A lot of people I talk to think this year is harder than last. When I ask questions about why that is, a response I got recently seemed to sum it up: last year was all ‘space and grace’, and this year it’s like everything is supposed to be back to normal, but it’s not. What they are saying is that, last year, there was recognition that the circumstances were extraordinary, and modifications were made accordingly. But now, what, people have run out of patience? There’s some compelling need to go back to the way things were before, because that was really great? So, good time to re-up this article. Let’s be more strategic about what we are expecting educators to pay attention to right now, because they don’t have a lot of cognitive capacity in reserve. But let’s also take a hard look at what we think normal is, and be ready to re-invent that.
How School Leaders Create the Conditions for Effective Coaching. I wrote this one with Sarah Woulfin, who is a national leader in researching effective professional learning for coaches. And look, it even has the words creating conditions in the title. The argument here is that individual coaches are expected to do work as individual practitioners (such as explaining how to think about coaching, negotiating their role, and deciding what instructional practices to promote) that would be more efficiently accomplished at an organizational level, and that coaching would be better set up for success if leaders situated coaching within certain conditions, including but not limited to: establishing a strong model of high-quality instruction, establishing a strong model of coaching, building capacity for coaching (which includes providing professional development to the clients and building and district leaders as well as to the coaches themselves); and creating systems and structures to support coaching.
Most of the coaching work I do is with my excellent colleague Kerry Lord, and we have become increasingly bold in suggesting to districts that hire us to help them with their coaching model that a significant portion of that coaching model should have nothing to do with the actual coaching, but be about the work of leaders to create conditions conducive to effective coaching—if you want to know more about that, please contact me. Is this the time to mention that I am still shocked by the number of coaches who are hired and assigned with no training or preparation in coaching? You can call me about that, too.

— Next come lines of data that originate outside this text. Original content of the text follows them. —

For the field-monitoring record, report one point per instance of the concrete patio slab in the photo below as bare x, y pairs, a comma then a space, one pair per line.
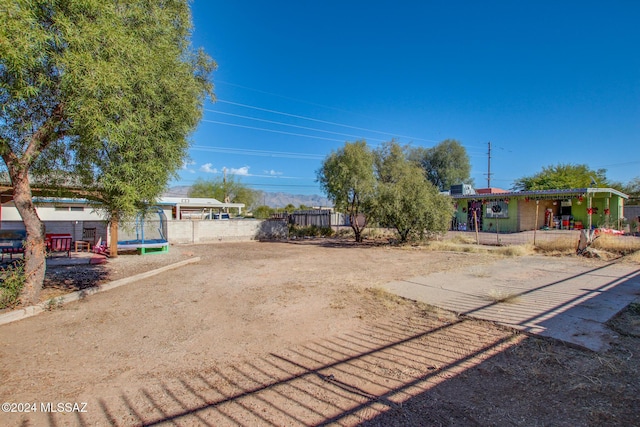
567, 299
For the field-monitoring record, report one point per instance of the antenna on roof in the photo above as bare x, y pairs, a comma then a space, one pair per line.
489, 166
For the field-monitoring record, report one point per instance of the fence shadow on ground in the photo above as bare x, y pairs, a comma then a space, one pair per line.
345, 380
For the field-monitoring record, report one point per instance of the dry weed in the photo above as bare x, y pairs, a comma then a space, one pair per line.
634, 257
515, 250
617, 244
557, 246
503, 295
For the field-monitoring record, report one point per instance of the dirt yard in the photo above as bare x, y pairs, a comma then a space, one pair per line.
283, 334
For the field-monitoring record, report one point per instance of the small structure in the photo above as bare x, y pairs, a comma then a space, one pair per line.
196, 207
495, 210
147, 234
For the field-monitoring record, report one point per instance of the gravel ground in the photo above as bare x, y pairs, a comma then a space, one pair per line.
297, 334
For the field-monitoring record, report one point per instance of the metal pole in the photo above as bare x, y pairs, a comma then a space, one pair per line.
475, 224
535, 228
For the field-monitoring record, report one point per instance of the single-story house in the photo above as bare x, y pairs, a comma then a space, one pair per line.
493, 209
73, 216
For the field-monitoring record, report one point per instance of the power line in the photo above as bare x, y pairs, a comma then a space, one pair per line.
261, 153
272, 130
289, 124
321, 121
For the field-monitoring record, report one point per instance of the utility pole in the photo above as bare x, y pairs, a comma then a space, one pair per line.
489, 166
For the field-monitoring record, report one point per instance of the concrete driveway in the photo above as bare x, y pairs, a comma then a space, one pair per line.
563, 298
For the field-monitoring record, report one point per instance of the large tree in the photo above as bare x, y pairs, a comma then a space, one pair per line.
228, 190
445, 164
347, 178
563, 176
405, 199
95, 93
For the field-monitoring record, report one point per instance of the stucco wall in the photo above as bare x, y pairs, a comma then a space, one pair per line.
186, 232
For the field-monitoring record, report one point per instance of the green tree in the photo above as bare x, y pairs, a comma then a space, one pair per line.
445, 164
97, 94
228, 190
262, 212
632, 188
563, 176
348, 180
405, 199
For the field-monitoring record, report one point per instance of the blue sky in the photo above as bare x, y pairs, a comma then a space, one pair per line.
546, 82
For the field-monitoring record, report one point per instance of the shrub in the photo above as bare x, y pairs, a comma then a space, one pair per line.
11, 284
310, 231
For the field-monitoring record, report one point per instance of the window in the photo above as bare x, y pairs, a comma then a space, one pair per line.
497, 209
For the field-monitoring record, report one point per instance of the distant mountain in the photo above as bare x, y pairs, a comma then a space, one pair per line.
274, 200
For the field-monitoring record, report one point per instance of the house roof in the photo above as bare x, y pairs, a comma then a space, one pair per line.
197, 202
545, 194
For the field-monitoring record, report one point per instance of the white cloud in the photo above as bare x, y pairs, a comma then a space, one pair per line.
208, 169
239, 171
187, 166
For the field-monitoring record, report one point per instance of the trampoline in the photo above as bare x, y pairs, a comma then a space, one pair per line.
147, 234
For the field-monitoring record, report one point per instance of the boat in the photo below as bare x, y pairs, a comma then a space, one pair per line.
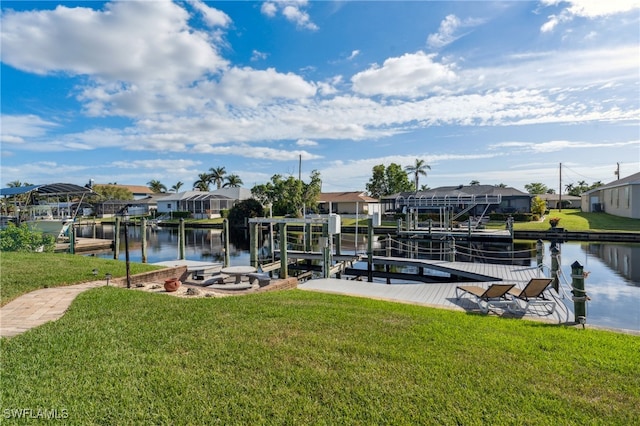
42, 207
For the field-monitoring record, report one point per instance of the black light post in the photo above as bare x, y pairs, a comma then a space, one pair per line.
124, 212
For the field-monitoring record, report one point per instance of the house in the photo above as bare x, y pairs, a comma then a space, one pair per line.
347, 203
568, 201
475, 199
620, 198
139, 191
202, 204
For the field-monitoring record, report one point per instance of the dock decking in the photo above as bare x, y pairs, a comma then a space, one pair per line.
443, 295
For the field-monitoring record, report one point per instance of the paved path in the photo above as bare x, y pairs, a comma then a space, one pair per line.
38, 307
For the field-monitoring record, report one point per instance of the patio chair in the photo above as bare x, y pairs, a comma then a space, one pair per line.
533, 294
494, 296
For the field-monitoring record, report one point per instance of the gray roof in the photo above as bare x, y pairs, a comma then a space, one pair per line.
462, 190
633, 179
48, 189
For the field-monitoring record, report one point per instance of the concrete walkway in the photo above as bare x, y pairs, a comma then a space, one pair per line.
38, 307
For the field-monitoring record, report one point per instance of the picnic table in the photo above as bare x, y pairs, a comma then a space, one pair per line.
238, 271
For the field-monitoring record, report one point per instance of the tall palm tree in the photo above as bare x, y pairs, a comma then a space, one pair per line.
203, 182
233, 181
419, 168
217, 176
568, 188
156, 186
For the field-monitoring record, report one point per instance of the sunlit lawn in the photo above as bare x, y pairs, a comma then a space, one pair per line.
128, 357
24, 272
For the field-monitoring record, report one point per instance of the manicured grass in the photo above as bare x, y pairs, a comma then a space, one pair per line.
25, 272
123, 356
576, 220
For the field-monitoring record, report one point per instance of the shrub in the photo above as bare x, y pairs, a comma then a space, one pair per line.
24, 239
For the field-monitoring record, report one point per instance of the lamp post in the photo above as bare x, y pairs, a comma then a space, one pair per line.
124, 213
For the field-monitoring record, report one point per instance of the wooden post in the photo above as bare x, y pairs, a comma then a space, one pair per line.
338, 242
253, 244
579, 294
181, 243
126, 253
116, 238
539, 254
555, 267
326, 251
308, 236
72, 239
144, 239
282, 230
370, 249
225, 232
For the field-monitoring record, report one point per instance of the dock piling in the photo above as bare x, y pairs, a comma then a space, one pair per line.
579, 294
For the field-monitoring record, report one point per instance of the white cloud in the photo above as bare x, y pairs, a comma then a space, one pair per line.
212, 17
292, 10
256, 152
256, 55
306, 142
15, 129
353, 54
134, 42
412, 75
590, 9
249, 87
269, 9
448, 31
561, 145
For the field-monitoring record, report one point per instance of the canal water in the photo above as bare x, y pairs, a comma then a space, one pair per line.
613, 281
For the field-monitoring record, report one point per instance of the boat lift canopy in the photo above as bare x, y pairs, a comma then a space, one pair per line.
52, 189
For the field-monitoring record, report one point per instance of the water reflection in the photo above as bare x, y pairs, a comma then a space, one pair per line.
614, 268
623, 259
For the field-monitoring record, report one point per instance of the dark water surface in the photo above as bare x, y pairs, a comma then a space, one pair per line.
613, 280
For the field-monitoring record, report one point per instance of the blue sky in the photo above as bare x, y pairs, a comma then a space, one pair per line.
498, 92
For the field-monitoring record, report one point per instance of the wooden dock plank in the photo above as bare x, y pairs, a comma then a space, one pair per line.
438, 294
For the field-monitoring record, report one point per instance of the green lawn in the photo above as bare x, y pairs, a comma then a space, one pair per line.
576, 220
25, 272
123, 356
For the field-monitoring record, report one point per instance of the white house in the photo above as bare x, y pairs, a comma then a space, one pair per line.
202, 204
347, 203
620, 198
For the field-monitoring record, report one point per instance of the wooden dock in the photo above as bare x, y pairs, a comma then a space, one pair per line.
85, 245
439, 295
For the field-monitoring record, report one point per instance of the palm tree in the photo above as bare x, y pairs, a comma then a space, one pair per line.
156, 186
217, 176
568, 188
233, 181
419, 168
203, 182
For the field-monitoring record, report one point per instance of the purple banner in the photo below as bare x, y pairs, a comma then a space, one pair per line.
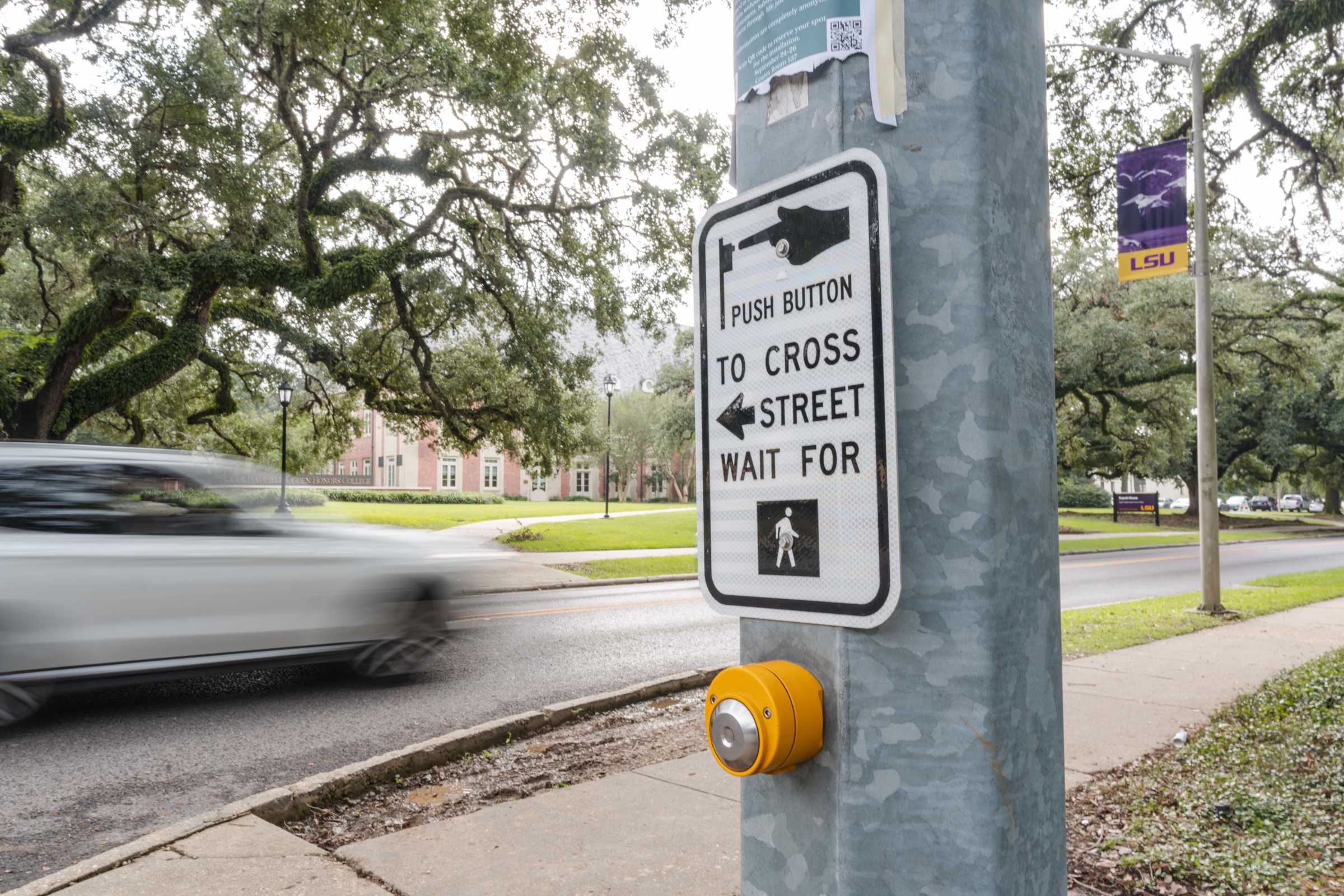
1151, 210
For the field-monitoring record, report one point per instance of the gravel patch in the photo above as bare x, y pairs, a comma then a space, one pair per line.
585, 749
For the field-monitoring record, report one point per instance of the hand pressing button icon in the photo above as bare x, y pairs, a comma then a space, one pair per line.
803, 233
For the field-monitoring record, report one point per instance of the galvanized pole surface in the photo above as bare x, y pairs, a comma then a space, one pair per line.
1210, 577
942, 763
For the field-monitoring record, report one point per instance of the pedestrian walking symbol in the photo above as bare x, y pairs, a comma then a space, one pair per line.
787, 538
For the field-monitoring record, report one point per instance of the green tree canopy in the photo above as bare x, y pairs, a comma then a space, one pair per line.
408, 202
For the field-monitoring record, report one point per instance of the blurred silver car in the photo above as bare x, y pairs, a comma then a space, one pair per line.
102, 587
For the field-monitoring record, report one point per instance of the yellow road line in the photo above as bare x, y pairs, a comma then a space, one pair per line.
552, 612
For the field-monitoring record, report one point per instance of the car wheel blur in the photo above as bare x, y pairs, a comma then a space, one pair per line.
18, 703
418, 640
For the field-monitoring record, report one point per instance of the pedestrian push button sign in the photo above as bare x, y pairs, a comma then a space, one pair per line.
795, 417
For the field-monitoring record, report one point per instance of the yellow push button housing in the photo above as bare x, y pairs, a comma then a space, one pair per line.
764, 718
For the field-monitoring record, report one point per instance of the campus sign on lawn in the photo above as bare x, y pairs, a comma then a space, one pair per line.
796, 429
1135, 503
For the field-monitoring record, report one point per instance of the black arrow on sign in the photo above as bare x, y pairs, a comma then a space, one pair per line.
736, 417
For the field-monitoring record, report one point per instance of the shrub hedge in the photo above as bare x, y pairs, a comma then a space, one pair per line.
1082, 494
248, 499
412, 497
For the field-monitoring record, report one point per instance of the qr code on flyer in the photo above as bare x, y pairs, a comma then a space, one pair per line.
844, 35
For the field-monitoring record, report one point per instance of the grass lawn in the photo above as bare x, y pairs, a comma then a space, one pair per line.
445, 516
1252, 805
631, 567
654, 531
1180, 538
1124, 625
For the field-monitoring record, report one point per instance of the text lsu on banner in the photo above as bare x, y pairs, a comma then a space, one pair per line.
1151, 211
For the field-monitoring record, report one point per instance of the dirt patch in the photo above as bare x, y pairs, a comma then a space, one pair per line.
581, 750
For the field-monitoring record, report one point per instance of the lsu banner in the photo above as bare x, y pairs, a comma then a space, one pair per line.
1151, 204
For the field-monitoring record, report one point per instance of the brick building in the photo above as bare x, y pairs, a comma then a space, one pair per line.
398, 461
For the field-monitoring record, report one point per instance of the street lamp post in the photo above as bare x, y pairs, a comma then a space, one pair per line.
1210, 584
609, 385
287, 391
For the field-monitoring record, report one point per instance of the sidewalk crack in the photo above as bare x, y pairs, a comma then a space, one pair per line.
636, 772
371, 878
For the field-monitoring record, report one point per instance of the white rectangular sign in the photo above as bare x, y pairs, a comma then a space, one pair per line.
794, 401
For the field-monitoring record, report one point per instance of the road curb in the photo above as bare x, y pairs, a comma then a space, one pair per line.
693, 577
287, 804
1186, 544
589, 584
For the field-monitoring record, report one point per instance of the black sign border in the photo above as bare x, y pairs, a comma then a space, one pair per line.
879, 601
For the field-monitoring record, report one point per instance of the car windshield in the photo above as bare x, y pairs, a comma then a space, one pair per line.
115, 499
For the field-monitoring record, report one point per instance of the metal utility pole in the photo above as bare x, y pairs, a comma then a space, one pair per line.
287, 393
941, 769
609, 388
1206, 421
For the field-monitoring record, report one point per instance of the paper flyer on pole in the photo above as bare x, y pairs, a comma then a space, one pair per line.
1152, 211
774, 38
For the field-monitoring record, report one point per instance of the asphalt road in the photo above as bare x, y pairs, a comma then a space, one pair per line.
1128, 575
99, 770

OK, so to pivot to perceived self-efficacy… I wrote in CL #149 about how I had submitted an article to Ed Leadership on the topic, but that I didn’t expect my manuscript to be published because I’ve written for Ed Leadership before only to have my contribution rejected in favor of an article by a better known writer. And I was right about the part about not being published again this time—but not because a bunch of famous folk submitted pieces. This time I have to just admit that other people wrote better articles. So, you might want to take a look at:
Four Myths on Coaching and Efficacy, by Lauren Vargas and Rashaida Melvin. Those myths, which I totally agree with, in fact I really wish I’d written this article, are:
Myth #1: Teacher DEI (Diversity Equity Inclusion) training makes schools more equitable. (It may be a good an necessary first step, but it is barely the start of the journey.)
Myth #2: Teachers must change their minds before changing their actions. (The example in the article is particularly neat and efficient).
Myth #3: Teachers grow the most when they arrive at the answers themselves. (Totally agree with this as well—we talk about this in our coaching workshops—and again, the example in the article is a good one. Let’s just retire the phrase buy-in.)
Myth #4: Teacher growth is a long and slow process. (Actually, if you apply the principles in #2 and #3, teachers can make changes in their practices in a short amount of time.)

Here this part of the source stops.